The next few weeks were a blur of tears and travel, of packing my things to move for my first call and packing Mom’s things to be sold or donated, of planning Mom’s funeral and planning my ordination service. I’m sure there were points when I couldn’t have told you my own name.
My ordination day was… I’ve actually started this sentence about a dozen times and backspaced over all of them. There just aren’t words (even from a wordsmith) to capture the ways that I was carried along by all the circles of community in my life. The people of that congregation, whose fierce love for my mother had brought us together in grief just three weeks earlier, gathered around me with equally fierce love to bless me into my ministry. People from my Minneapolis church family, people from my internship congregation, family members, people from the synod where I would be serving, a motorhome full of people from my new congregations, pastors who had welcomed me into their text study groups, my internship supervisor, my Sunday School classmate and friend who had been my parents’ pastor for about three decades, the Bishop of the synod where I would be serving, one of my seminary best friends and one of my long-before-seminary best friends… we all gathered to worship and sing and pray and grieve and rejoice.

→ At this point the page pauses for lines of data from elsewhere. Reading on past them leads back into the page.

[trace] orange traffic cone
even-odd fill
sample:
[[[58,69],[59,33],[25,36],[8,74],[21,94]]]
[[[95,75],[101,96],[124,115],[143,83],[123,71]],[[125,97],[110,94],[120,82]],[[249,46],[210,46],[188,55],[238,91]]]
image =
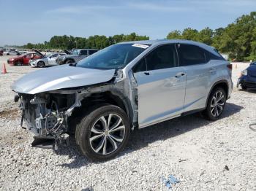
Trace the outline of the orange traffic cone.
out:
[[[2,68],[2,70],[1,70],[1,74],[7,74],[7,69],[5,67],[5,63],[3,63],[3,68]]]

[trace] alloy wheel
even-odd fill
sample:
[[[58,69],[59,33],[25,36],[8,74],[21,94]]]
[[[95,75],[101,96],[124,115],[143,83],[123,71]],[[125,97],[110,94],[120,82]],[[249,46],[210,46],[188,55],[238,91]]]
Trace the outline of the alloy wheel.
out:
[[[91,129],[89,142],[91,149],[99,155],[108,155],[121,144],[125,125],[120,116],[108,114],[100,117]]]
[[[211,101],[211,112],[214,117],[219,117],[222,111],[225,104],[225,96],[222,91],[215,93]]]

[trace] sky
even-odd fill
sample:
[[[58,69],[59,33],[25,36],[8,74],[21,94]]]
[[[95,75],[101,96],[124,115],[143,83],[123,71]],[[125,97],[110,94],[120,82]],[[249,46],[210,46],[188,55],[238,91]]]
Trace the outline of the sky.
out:
[[[225,27],[252,11],[256,0],[0,0],[0,46],[42,43],[64,34],[135,32],[164,39],[188,27]]]

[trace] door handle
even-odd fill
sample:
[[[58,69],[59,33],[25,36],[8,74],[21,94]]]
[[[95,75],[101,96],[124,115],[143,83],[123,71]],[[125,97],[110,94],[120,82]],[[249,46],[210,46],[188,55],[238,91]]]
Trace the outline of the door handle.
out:
[[[184,75],[185,75],[185,73],[179,72],[175,75],[175,77],[178,78],[178,77],[181,77],[184,76]]]
[[[216,69],[215,69],[215,68],[211,68],[210,70],[209,70],[210,73],[213,73],[213,72],[214,72],[215,71],[216,71]]]

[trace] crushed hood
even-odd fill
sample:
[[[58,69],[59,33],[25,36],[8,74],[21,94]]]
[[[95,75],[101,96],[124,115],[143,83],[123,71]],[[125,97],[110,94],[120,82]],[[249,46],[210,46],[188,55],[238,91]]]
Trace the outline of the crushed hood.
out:
[[[62,65],[26,74],[17,80],[11,87],[17,93],[36,94],[105,82],[110,80],[114,74],[115,69],[99,70]]]

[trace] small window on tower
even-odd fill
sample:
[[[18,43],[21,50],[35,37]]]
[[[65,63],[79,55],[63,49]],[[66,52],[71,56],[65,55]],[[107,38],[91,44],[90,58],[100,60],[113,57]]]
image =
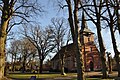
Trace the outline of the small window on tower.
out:
[[[92,47],[90,47],[90,52],[92,52]]]
[[[90,37],[88,37],[88,41],[90,41]]]

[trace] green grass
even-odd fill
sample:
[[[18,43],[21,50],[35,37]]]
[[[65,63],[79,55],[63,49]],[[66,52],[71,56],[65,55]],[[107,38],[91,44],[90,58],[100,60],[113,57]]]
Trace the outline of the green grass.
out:
[[[17,79],[29,79],[31,76],[36,76],[37,78],[57,78],[57,77],[75,77],[75,73],[69,73],[67,75],[61,74],[9,74],[8,77],[10,78],[17,78]]]
[[[71,80],[77,80],[75,79],[77,74],[76,73],[68,73],[67,75],[61,75],[61,74],[9,74],[8,77],[12,79],[30,79],[31,76],[36,76],[37,78],[47,78],[47,79],[54,79],[54,78],[63,78],[63,80],[68,80],[64,78],[71,78]],[[70,79],[69,79],[70,80]],[[86,78],[86,80],[113,80],[113,79],[100,79],[100,78]]]

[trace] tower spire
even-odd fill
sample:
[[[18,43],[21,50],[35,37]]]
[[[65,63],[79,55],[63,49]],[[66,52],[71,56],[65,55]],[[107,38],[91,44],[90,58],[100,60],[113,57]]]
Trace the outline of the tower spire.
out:
[[[85,15],[84,11],[82,12],[82,23],[81,23],[81,33],[93,33],[90,29],[88,29],[86,20],[85,20]]]

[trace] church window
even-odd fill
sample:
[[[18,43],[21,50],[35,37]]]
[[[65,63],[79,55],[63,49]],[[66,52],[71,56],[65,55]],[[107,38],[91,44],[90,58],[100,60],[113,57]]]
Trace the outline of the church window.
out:
[[[90,37],[88,37],[88,41],[90,41]]]
[[[90,52],[92,52],[92,47],[90,47]]]

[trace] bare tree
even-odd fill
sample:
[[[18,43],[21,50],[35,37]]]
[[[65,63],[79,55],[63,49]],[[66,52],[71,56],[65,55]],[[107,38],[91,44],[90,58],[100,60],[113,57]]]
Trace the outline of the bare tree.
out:
[[[83,3],[84,2],[84,3]],[[101,34],[101,15],[104,13],[103,8],[103,0],[89,0],[89,1],[81,1],[80,5],[90,20],[95,24],[97,29],[97,36],[99,42],[99,50],[100,50],[100,57],[102,60],[102,73],[103,78],[107,78],[107,67],[106,67],[106,57],[105,57],[105,46],[103,43],[103,38]]]
[[[66,21],[64,18],[52,18],[51,20],[51,26],[49,27],[51,32],[53,32],[55,44],[56,44],[56,52],[58,53],[63,47],[65,43],[65,34],[67,34],[67,28],[66,28]],[[68,39],[69,40],[69,39]],[[68,41],[67,41],[68,42]],[[64,53],[60,53],[59,60],[61,63],[61,75],[65,75],[64,71]]]
[[[117,63],[118,77],[120,77],[120,63],[119,63],[119,61],[120,61],[120,59],[119,59],[120,51],[118,50],[117,42],[116,42],[116,39],[115,39],[115,33],[114,33],[114,31],[115,31],[114,28],[116,27],[116,25],[117,25],[118,30],[119,30],[119,17],[118,17],[119,14],[116,12],[116,9],[114,8],[116,6],[113,6],[113,4],[115,4],[115,3],[117,5],[117,0],[115,0],[114,2],[112,2],[110,0],[106,1],[106,3],[105,3],[106,9],[107,9],[106,14],[108,14],[108,17],[106,17],[106,16],[102,16],[102,17],[103,17],[104,20],[107,21],[106,26],[109,26],[109,28],[110,28],[113,49],[114,49],[114,52],[115,52],[115,60],[116,60],[116,63]]]
[[[5,44],[7,33],[14,25],[21,24],[23,21],[29,22],[28,18],[34,13],[41,12],[38,0],[1,0],[0,1],[0,79],[4,77],[5,67]],[[9,25],[12,19],[16,19]]]
[[[11,42],[11,46],[8,50],[8,53],[11,54],[12,57],[12,71],[15,71],[15,62],[17,61],[19,55],[19,47],[20,47],[20,40],[13,40]]]
[[[40,26],[29,26],[29,30],[27,27],[24,27],[22,34],[36,47],[40,60],[39,73],[42,73],[44,59],[56,46],[53,35],[48,28],[42,30]]]
[[[22,62],[22,72],[26,71],[27,62],[29,62],[30,55],[33,55],[35,51],[34,45],[28,39],[22,39],[20,44],[21,62]]]
[[[83,59],[81,53],[81,43],[79,41],[80,36],[78,35],[79,31],[79,21],[78,21],[78,7],[80,4],[80,0],[65,0],[66,5],[61,5],[59,1],[58,4],[60,8],[67,7],[68,8],[68,21],[70,25],[71,35],[73,39],[73,43],[76,47],[76,61],[77,61],[77,79],[84,80],[84,72],[83,72]],[[74,6],[74,7],[73,7]]]

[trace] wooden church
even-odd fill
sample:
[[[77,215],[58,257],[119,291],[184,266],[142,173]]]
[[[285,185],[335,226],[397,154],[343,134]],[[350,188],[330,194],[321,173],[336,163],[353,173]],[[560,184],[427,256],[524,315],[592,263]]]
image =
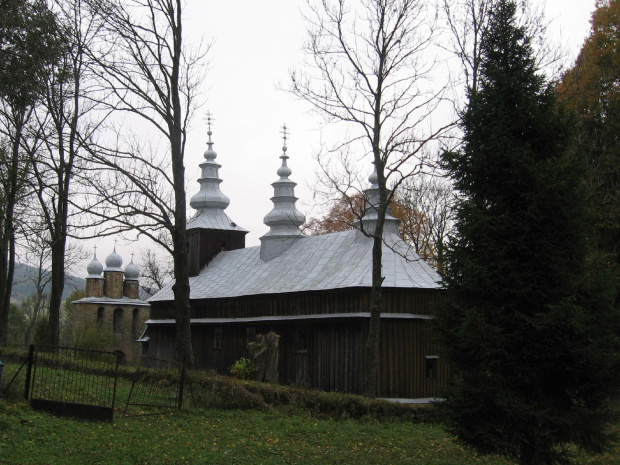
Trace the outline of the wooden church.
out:
[[[196,210],[188,222],[192,346],[196,368],[228,373],[257,334],[279,339],[279,379],[326,391],[361,393],[368,332],[372,239],[359,228],[307,237],[295,204],[286,145],[272,186],[269,232],[261,245],[245,247],[247,231],[224,212],[219,168],[209,130]],[[286,144],[286,140],[285,140]],[[366,230],[374,230],[376,173],[366,191]],[[359,226],[359,225],[358,225]],[[377,388],[384,398],[435,397],[448,379],[430,329],[439,275],[398,235],[398,220],[385,222],[383,313]],[[149,299],[145,352],[174,356],[172,286]]]

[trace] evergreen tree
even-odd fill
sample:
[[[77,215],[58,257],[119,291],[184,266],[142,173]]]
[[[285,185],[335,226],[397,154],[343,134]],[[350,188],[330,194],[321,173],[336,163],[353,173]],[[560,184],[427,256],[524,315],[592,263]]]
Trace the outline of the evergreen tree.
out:
[[[461,151],[443,155],[459,201],[436,326],[453,369],[448,428],[521,464],[601,450],[618,389],[613,291],[586,267],[586,165],[572,118],[537,74],[516,4],[497,0]],[[603,283],[604,284],[604,283]]]

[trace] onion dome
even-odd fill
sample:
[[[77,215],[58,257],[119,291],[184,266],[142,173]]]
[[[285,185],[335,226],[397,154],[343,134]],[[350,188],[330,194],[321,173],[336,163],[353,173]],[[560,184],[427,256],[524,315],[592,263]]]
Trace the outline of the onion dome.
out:
[[[267,213],[263,220],[269,226],[269,232],[260,238],[261,258],[265,261],[287,250],[295,239],[303,237],[299,227],[304,224],[306,217],[295,206],[297,183],[289,179],[292,171],[287,164],[289,157],[286,151],[286,125],[284,125],[284,145],[280,156],[282,166],[277,171],[280,179],[271,184],[274,190],[271,198],[273,210]]]
[[[198,179],[200,191],[194,195],[189,204],[197,210],[196,215],[187,223],[187,229],[224,229],[245,231],[237,226],[224,210],[230,205],[230,199],[220,190],[222,180],[219,177],[219,169],[222,165],[215,162],[217,153],[213,150],[211,141],[211,118],[209,117],[209,141],[208,148],[204,153],[205,161],[200,164],[201,177]]]
[[[358,238],[374,234],[379,219],[379,176],[377,175],[377,166],[374,164],[374,162],[373,167],[374,169],[372,171],[372,174],[368,177],[368,182],[370,182],[370,188],[364,191],[364,196],[366,197],[364,217],[361,219],[361,221],[358,220],[354,223],[355,227],[358,230]],[[385,233],[398,234],[398,226],[400,224],[400,220],[394,218],[391,213],[392,209],[388,207],[387,211],[385,212],[385,222],[383,223],[384,236]]]
[[[99,260],[97,260],[96,251],[93,254],[93,259],[86,266],[86,272],[88,273],[88,276],[86,277],[86,279],[88,278],[103,279],[103,277],[101,276],[101,273],[103,272],[103,265],[101,264],[101,262],[99,262]]]
[[[140,277],[140,269],[134,265],[133,258],[129,265],[125,267],[125,280],[127,281],[137,281]]]
[[[123,269],[121,268],[122,265],[123,259],[119,254],[116,253],[116,246],[114,246],[114,251],[105,259],[104,271],[123,271]]]

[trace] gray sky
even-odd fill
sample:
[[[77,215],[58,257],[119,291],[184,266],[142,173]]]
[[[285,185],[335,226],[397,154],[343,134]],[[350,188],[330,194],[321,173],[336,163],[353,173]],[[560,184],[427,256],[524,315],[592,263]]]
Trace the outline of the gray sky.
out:
[[[554,40],[565,43],[573,56],[589,31],[594,0],[546,0]],[[198,191],[198,164],[206,149],[203,115],[210,111],[214,149],[222,165],[221,189],[231,204],[228,215],[250,233],[246,245],[259,244],[267,232],[263,217],[271,210],[271,183],[278,177],[283,123],[290,129],[288,155],[298,183],[298,208],[312,216],[308,185],[317,170],[313,154],[321,140],[321,121],[287,88],[289,70],[303,60],[301,46],[306,26],[300,13],[304,0],[228,0],[187,2],[186,41],[213,42],[208,54],[209,72],[204,83],[206,103],[194,118],[188,137],[185,170],[188,199]],[[438,79],[445,77],[437,76]],[[368,164],[370,174],[370,159]],[[190,209],[191,210],[191,209]],[[190,215],[193,215],[191,210]],[[89,241],[87,247],[93,244]],[[113,239],[98,244],[100,261],[112,251]],[[129,263],[132,252],[147,244],[119,244],[117,251]]]

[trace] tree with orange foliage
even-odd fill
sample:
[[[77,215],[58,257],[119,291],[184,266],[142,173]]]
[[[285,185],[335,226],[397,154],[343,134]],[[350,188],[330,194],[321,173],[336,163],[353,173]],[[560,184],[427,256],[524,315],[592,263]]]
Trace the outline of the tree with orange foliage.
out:
[[[579,118],[577,144],[590,168],[591,223],[596,253],[615,279],[620,305],[620,0],[598,0],[592,29],[558,86]]]
[[[390,201],[391,215],[400,220],[399,234],[431,266],[441,270],[442,248],[450,229],[452,189],[434,177],[405,180]],[[353,229],[364,216],[365,198],[361,192],[342,196],[321,217],[308,220],[311,236]]]

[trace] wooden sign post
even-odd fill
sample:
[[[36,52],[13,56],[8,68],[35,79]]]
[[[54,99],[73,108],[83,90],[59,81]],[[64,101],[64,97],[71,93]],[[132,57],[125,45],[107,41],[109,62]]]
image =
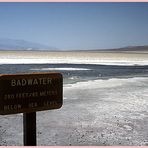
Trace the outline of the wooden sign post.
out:
[[[60,73],[0,75],[0,114],[23,113],[24,145],[36,145],[36,111],[63,104]]]

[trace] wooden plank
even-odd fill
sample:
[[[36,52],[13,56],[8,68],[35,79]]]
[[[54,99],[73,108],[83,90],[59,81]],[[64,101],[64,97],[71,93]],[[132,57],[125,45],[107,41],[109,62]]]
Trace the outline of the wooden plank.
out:
[[[58,109],[63,104],[60,73],[0,75],[0,114]]]

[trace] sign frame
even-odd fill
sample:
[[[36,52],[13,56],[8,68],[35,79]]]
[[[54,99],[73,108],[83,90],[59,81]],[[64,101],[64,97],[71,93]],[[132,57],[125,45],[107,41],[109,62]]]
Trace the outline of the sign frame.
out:
[[[0,115],[59,109],[62,105],[61,73],[0,75]]]

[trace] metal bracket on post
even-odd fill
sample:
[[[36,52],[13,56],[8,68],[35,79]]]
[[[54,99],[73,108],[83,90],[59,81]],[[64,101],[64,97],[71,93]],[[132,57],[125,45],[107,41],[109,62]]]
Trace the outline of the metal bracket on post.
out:
[[[24,146],[36,146],[36,112],[23,113]]]

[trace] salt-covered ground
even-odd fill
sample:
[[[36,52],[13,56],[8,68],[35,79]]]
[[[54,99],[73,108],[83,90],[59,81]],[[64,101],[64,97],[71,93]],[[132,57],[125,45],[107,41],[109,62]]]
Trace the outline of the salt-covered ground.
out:
[[[0,120],[0,145],[23,145],[22,114]],[[38,145],[148,145],[147,131],[147,77],[65,84],[63,107],[37,113]]]
[[[0,64],[23,63],[148,65],[148,54],[0,51]],[[38,145],[144,146],[147,131],[148,77],[65,84],[63,107],[37,113]],[[22,114],[0,116],[0,145],[23,145]]]
[[[0,64],[148,65],[147,53],[0,51]]]

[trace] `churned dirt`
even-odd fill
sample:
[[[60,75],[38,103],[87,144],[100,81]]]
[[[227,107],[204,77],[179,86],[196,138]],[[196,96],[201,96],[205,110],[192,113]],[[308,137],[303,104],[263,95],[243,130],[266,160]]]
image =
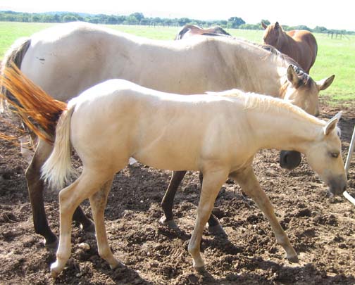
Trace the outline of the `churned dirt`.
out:
[[[340,126],[345,160],[355,104],[322,106],[324,118],[344,110]],[[4,124],[0,132],[16,134]],[[278,160],[278,151],[263,150],[254,165],[299,263],[285,258],[263,214],[239,186],[228,181],[214,210],[228,236],[204,232],[201,251],[208,273],[195,272],[187,244],[196,218],[198,175],[188,172],[177,194],[173,211],[180,230],[176,232],[158,222],[170,172],[140,165],[116,175],[105,215],[111,248],[125,265],[111,270],[99,256],[94,236],[73,223],[71,258],[54,280],[49,265],[55,252],[44,246],[33,229],[24,175],[27,163],[18,146],[1,140],[0,284],[354,284],[355,206],[342,196],[329,198],[304,158],[291,172],[281,169]],[[352,162],[348,191],[355,196],[355,157]],[[46,192],[45,198],[49,222],[58,234],[57,195]],[[83,208],[90,216],[87,201]]]

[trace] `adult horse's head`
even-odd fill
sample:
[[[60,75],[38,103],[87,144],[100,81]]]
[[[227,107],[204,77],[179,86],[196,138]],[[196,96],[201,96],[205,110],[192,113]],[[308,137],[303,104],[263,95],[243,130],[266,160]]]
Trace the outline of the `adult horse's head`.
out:
[[[270,46],[278,46],[278,42],[280,37],[282,35],[282,28],[276,22],[274,25],[270,24],[266,25],[261,22],[261,25],[265,30],[263,40],[265,44],[270,44]]]
[[[337,115],[330,120],[305,153],[311,167],[329,186],[332,194],[340,195],[347,189],[347,175],[342,158],[342,144]]]
[[[295,65],[290,65],[287,71],[287,80],[280,90],[280,97],[289,101],[314,116],[319,115],[318,94],[327,89],[335,75],[320,81],[314,81],[307,73]],[[280,165],[292,170],[301,163],[301,153],[282,151],[280,155]]]

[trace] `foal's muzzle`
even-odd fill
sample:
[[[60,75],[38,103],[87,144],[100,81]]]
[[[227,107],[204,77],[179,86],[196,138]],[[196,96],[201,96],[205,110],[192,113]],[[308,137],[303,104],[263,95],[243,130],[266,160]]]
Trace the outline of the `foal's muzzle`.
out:
[[[294,151],[281,151],[280,153],[280,166],[292,170],[301,163],[301,153]]]

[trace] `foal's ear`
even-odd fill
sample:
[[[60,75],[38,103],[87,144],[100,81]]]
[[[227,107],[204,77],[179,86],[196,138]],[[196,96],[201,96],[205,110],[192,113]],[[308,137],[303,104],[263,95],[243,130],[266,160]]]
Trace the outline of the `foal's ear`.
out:
[[[328,136],[337,127],[337,124],[339,120],[338,118],[337,117],[337,115],[335,115],[329,121],[328,121],[327,125],[325,125],[325,127],[324,127],[325,135]]]
[[[330,76],[328,78],[324,78],[321,80],[317,81],[316,82],[316,84],[317,84],[318,89],[319,90],[325,90],[332,83],[332,82],[334,80],[334,77],[335,77],[335,75],[332,75],[332,76]]]

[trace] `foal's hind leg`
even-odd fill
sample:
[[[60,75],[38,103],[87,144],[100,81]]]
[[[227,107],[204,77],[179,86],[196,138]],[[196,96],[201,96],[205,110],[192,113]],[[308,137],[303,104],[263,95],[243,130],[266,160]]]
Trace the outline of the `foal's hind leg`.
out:
[[[39,139],[31,163],[26,170],[25,176],[31,201],[35,231],[44,237],[46,247],[56,248],[57,237],[49,228],[46,217],[43,201],[44,182],[41,179],[41,167],[51,151],[51,146]],[[75,211],[73,217],[83,225],[85,229],[93,229],[92,222],[85,216],[80,207]]]
[[[270,200],[263,191],[255,177],[253,168],[249,167],[241,173],[231,173],[230,177],[235,179],[243,191],[251,197],[268,218],[275,234],[276,241],[286,251],[286,258],[292,262],[298,262],[297,253],[278,221]]]
[[[97,192],[111,177],[100,177],[100,174],[83,170],[80,177],[72,184],[59,192],[60,203],[60,236],[59,245],[56,252],[56,260],[51,265],[53,277],[59,274],[70,256],[71,222],[76,208],[85,198],[91,197]]]
[[[201,188],[200,189],[202,189],[202,183],[204,181],[204,175],[202,172],[199,172],[199,179],[200,181],[200,185]],[[226,234],[225,231],[223,230],[223,228],[222,226],[220,224],[218,219],[217,219],[212,213],[211,213],[210,217],[208,219],[208,221],[207,222],[208,224],[208,232],[213,234]]]
[[[205,173],[197,208],[197,218],[188,246],[188,251],[194,260],[194,267],[197,271],[203,271],[204,269],[204,262],[200,253],[202,232],[211,215],[219,189],[227,179],[227,171],[223,169]]]
[[[113,269],[122,263],[116,259],[112,254],[107,241],[105,228],[104,212],[107,203],[107,196],[110,191],[111,184],[112,179],[105,183],[101,190],[92,195],[89,199],[92,216],[95,222],[99,255],[108,262],[111,269]]]

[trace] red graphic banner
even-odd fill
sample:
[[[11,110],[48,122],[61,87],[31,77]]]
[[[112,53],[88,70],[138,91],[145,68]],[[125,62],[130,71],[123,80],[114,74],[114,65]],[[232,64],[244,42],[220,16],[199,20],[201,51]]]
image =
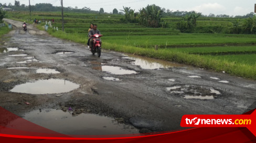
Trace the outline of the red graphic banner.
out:
[[[184,127],[247,127],[256,136],[256,111],[250,115],[186,115]]]
[[[256,137],[247,128],[253,132],[252,126],[255,125],[255,112],[249,115],[253,111],[247,113],[247,115],[227,115],[228,119],[232,120],[232,123],[226,127],[197,127],[185,128],[184,130],[169,131],[150,134],[138,134],[131,135],[116,135],[104,136],[68,135],[63,135],[43,127],[38,126],[24,120],[0,106],[0,140],[1,142],[256,142]],[[196,123],[198,119],[205,119],[205,116],[200,115],[185,115],[182,121],[182,126],[186,123]],[[205,115],[204,115],[205,116]],[[218,119],[226,118],[226,115],[209,115],[209,119],[215,119],[217,123],[221,123]],[[218,116],[218,115],[217,115]],[[204,117],[204,118],[203,118]],[[194,119],[197,117],[197,119]],[[187,120],[186,119],[187,118]],[[189,120],[188,120],[189,119]],[[206,118],[205,118],[206,119]],[[208,118],[207,118],[208,119]],[[250,121],[240,120],[250,119]],[[236,120],[237,120],[236,121]],[[10,122],[15,120],[15,122]],[[203,122],[205,120],[203,120]],[[214,122],[214,121],[212,121]],[[222,121],[222,122],[224,122]],[[226,121],[227,124],[229,121]],[[243,125],[243,122],[248,125]],[[223,122],[223,123],[226,123]],[[204,124],[205,122],[202,122]],[[205,120],[205,123],[210,122]],[[211,123],[211,120],[210,123]],[[243,123],[242,124],[242,123]],[[234,125],[236,123],[241,125]],[[194,123],[195,124],[195,123]],[[243,125],[242,125],[243,124]],[[199,125],[199,124],[198,124]],[[219,125],[219,124],[218,124]],[[242,127],[244,126],[245,127]],[[220,126],[219,126],[220,127]],[[255,129],[254,129],[255,130]]]

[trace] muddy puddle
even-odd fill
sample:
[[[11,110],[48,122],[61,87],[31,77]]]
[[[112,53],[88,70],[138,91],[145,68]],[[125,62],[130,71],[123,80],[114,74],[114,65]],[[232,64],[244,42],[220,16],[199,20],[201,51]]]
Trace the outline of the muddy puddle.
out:
[[[54,53],[54,54],[72,54],[74,53],[74,52],[72,52],[72,51],[59,51],[59,52],[57,52],[56,53]]]
[[[106,80],[111,80],[111,81],[121,81],[119,78],[114,78],[113,77],[103,77],[103,79]]]
[[[29,69],[28,67],[9,67],[7,68],[8,69]]]
[[[131,75],[133,74],[138,74],[134,70],[124,69],[120,67],[110,66],[102,66],[93,67],[92,69],[100,71],[105,72],[111,74],[113,75]]]
[[[26,61],[22,61],[22,62],[17,62],[16,63],[17,63],[17,64],[24,64],[24,63],[33,63],[33,62],[40,62],[40,61],[35,59],[35,58],[33,58],[31,59],[28,59],[28,60],[26,60]]]
[[[133,64],[140,66],[145,69],[158,69],[168,68],[174,67],[183,67],[182,64],[169,62],[166,61],[148,58],[146,57],[127,55],[127,57],[123,58],[128,58],[134,61],[132,62]]]
[[[212,87],[197,86],[195,85],[176,85],[166,88],[167,92],[172,95],[184,99],[214,99],[221,96],[220,91]]]
[[[33,94],[52,94],[68,92],[79,87],[79,85],[67,80],[50,79],[17,85],[9,91]]]
[[[12,51],[23,51],[24,50],[20,49],[18,47],[7,47],[7,48],[0,48],[0,53],[5,53]]]
[[[9,56],[26,56],[27,54],[17,54],[17,55],[10,55]]]
[[[214,97],[213,96],[185,96],[184,97],[185,99],[214,99]]]
[[[60,72],[54,69],[39,68],[37,69],[36,73],[37,74],[59,74],[60,73]]]
[[[96,114],[81,113],[72,116],[72,111],[38,110],[23,118],[38,125],[66,135],[120,135],[137,134],[132,126],[119,123],[114,118]]]

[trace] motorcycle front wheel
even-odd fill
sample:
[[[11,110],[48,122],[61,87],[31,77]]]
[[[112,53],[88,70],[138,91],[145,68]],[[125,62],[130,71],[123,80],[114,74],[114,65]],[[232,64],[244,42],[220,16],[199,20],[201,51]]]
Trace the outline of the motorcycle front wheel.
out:
[[[101,53],[101,48],[100,47],[98,47],[97,49],[98,49],[97,50],[98,57],[100,57]]]

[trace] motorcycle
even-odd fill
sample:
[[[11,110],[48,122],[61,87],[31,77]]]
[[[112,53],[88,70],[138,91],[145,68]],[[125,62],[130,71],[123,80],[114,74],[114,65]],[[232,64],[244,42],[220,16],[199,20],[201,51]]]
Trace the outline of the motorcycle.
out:
[[[23,24],[22,26],[22,28],[23,28],[23,30],[24,31],[27,31],[27,25],[26,24]]]
[[[100,37],[103,36],[102,34],[95,34],[92,35],[92,37],[95,37],[93,39],[93,47],[91,51],[92,54],[94,55],[95,53],[97,53],[98,56],[100,57],[101,53],[101,40]],[[91,38],[92,38],[92,37]]]

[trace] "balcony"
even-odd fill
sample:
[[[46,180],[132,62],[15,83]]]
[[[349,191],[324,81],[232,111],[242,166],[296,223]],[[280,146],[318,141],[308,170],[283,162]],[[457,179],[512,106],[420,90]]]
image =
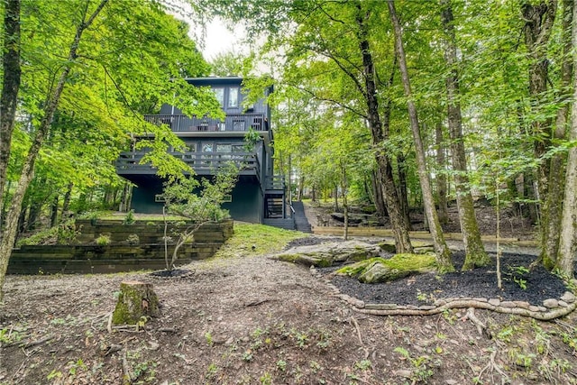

There are some big moments and some funny details that stick in my mind from that day. I remember kneeling with a score of pastors surrounding me and laying hands on me… and I remember wishing that the kneeling pads were a little thicker because my knees were sore from kneeling for a long time. I remember that one colleague had just finished a graveside service for a member of her congregation, so the funeral director brought her to church in a hearse. I remember the bittersweet moment when my mother’s pastor presented the red stole that my mother had purchased for that day, and we both wept a bit at her absence. I remember another pastor-friend working absolute magic from the organ bench and my internship supervisor’s sermon wrapped around a story about sharing the light we’ve been given.
Most of all, I remember being carried along by a cloud of witnesses surrounding me, filled with love and joy and hope. And song… oh my, did we sing:
“Gather us in, the lost and forsaken.
Gather us in, the blind and the lame.
Call to us now, and we shall awaken.
We shall arise at the sound of our name.”
Gather Us In, words and music by Marty Haugen, © 1982, GIA Publications, Inc.